Max Beckmann - Kleine Stilleben

1912 fechten Franz Marc und Max Beckmann eine theoretische Kontroverse in der Zeitschrift PAN aus. Sie schärft den Blick für die fundamental unterschiedliche künstlerische Praxis der beiden Maler: Franz Marc komponiert seine Werke sorgfältig und lässt die lineare Grundstruktur, die er mit Farbe "füllt", sichtbar in den Vordergrund treten.

Max Beckmann pflegt demgegenüber einen malerischen Stil mit Sinn "für den pfirsichfarbenen Schimmer einer Haut, für den Glanz eines Nagels, für das künstlerisch Sinnliche, … das nicht nur in der Fläche, sondern auch in der Tiefe liegt." Dieser charakteristischen sinnlichen Präsenz der Malerei Beckmanns soll die Ausstellung seiner kleinformatigen Stillleben im Franz Marc Museum gewidmet sein, die, im Gegensatz zu den größeren "allegorischen" Stillleben wie Seitenblicke in die private Welt des Malers erscheinen und wie eine stumme Zeugenschaft der vergänglichen, individuellen Existenz Beckmanns wirken.

Franz Marc und Max Beckmann dürfen als Vertreter einer Moderne gelten, die wir zwar als "klassisch" bezeichnen, deren Hauptcharakterzug jedoch in ihrem Bruch mit der akademischen Tradition der europäischen Malerei seit der Renaissance gesehen wird. Das Aufgeben der Zentralperspektive bei der Konstruktion des Bildraums, das Verwerfen einer illusionistischen Wiedergabe der Realität, der Verzicht auf die Idealisierung des Menschen gehören ebenso zu diesem radikalen Neubeginn wie ein völlig neuer Umgang mit den malerischen und zeichnerischen Mitteln.

Die Gesetze der Wahrnehmung werden neu definiert und das Schönheitsempfinden wandelt sich ebenso wie die Gewichtung moralischer Kategorien. Vor dem Hintergrund dieser "tabula rasa" erscheinen die Vertreter der Avantgarde zu Beginn des 20. Jahrhunderts in einem kompromisslosen Innovationsstreben verbunden. In der Nahsicht kristallisieren sich jedoch individuelle künstlerische Positionen heraus, die vor diesem gemeinsamen Anspruch in offenem Gegensatz zueinander stehen.

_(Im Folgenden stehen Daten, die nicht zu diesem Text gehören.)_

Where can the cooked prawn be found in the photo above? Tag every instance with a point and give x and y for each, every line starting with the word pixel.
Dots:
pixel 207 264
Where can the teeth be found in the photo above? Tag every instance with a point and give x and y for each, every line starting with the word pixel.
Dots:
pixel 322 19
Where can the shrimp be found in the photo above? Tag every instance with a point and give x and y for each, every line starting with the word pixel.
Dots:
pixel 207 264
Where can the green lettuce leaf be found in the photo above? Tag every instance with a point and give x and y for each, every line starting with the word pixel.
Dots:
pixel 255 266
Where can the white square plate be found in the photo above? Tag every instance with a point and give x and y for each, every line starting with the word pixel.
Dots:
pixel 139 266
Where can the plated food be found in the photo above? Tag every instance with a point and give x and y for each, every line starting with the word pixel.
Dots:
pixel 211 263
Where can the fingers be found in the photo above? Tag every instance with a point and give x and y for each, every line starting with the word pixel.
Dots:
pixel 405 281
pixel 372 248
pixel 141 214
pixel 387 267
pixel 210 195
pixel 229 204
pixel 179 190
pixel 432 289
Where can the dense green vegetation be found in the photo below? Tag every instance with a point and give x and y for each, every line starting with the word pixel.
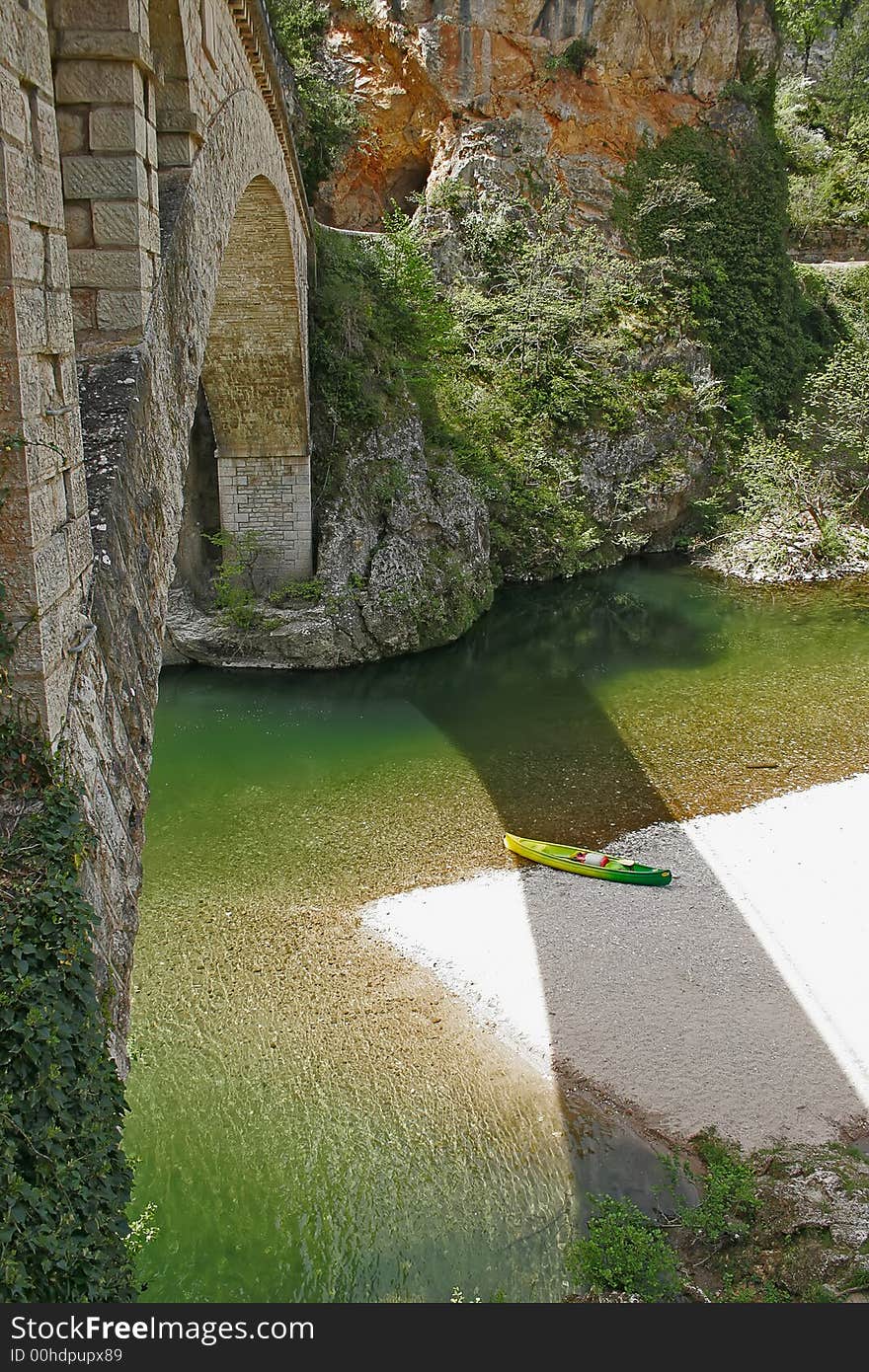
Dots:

So begegnen Franz Marc und Max Beckmann sich 1912 in einer theoretischen Kontroverse, in der die beiden Künstler das "Neue" der zeitgenössischen Malerei jeweils sehr unterschiedlich definieren.

Das Franz Marc Museum in Kochel zeigt nun die erste Ausstellung von Max Beckmann, die sich nur seinen Stillleben widmet. Es konnten 27 Leihgaben, davon die Hälfte selten zu sehende Werke aus Privatsammlungen, gewonnen werden. Zur Ausstellung erscheint ein aufwendiger Katalog, Hrsg. Cathrin Klingsoehr-Leroy und Nina Peter, mit Texten von Cathrin Klingsoehr-Leroy, Konrad Renger, Carla Schulz-Hoffmann und Nina Peter. 112 S., alle Exponate sind ganzseitig und farbig abgebildet.